Apart from the reductive stereotypes, I dislike this because what Ben seems to most desire is freedom outside of gender so the endless statements about being a boy lack conviction. Couple that with Brom's choice to bring up his grandaughter as a replacement for his dead son, right down to the name, and Ben's absolute devotion and much-repeated hero worship of their grandfather and the message gets further mixed. Ben is also the only heir of a wealthy family, in the fullness of time she can afford to live as she'll see fit which makes the fights over the female accomplishments and the need to find a husband seem somewhat redundant.
Then we're repeatedly told that Sleepy Hollow is a magical place, with magic in the air, and monsters in the woods. Things will come true there if people believe them - but there's no explanation as to why, or why anybody is believing in a monster that takes the hands and heads of teenage boys in a place where that could become an actual thing. Even when we do find out something, and another massive spoiler here - it turns out the monster does what it does just because.
Nor does it help that Ben is an irritatingly selfish character who manages to be wrong about just about everything. Instincts say stay away - Ben dives in. Ben doesn't believe anything could happen in Sleepy Hollow without everybody knowing about it - it turns out that Ben doesn't remember, or notice, several pertinent plot points has only the sketchiest idea about who's who in the rest of the village, and has totally missed out on knowing anything about his own family.
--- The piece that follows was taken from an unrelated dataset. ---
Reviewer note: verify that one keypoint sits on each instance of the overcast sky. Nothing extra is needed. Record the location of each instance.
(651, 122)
A teen wondering about their own identity might find something to relate to in here, and wouldn't be unduly frightened by the horror bits which occasionally emerge from the endless repetition, but for anybody else, I'd say it's a hard avoid. Amazon reviews are mostly positive, Goodreads much more mixed. I'm firmly in the 1 star camp, and probably won't try Henry again, though I do note several people who were also disappointed by Horseman rate her earlier books.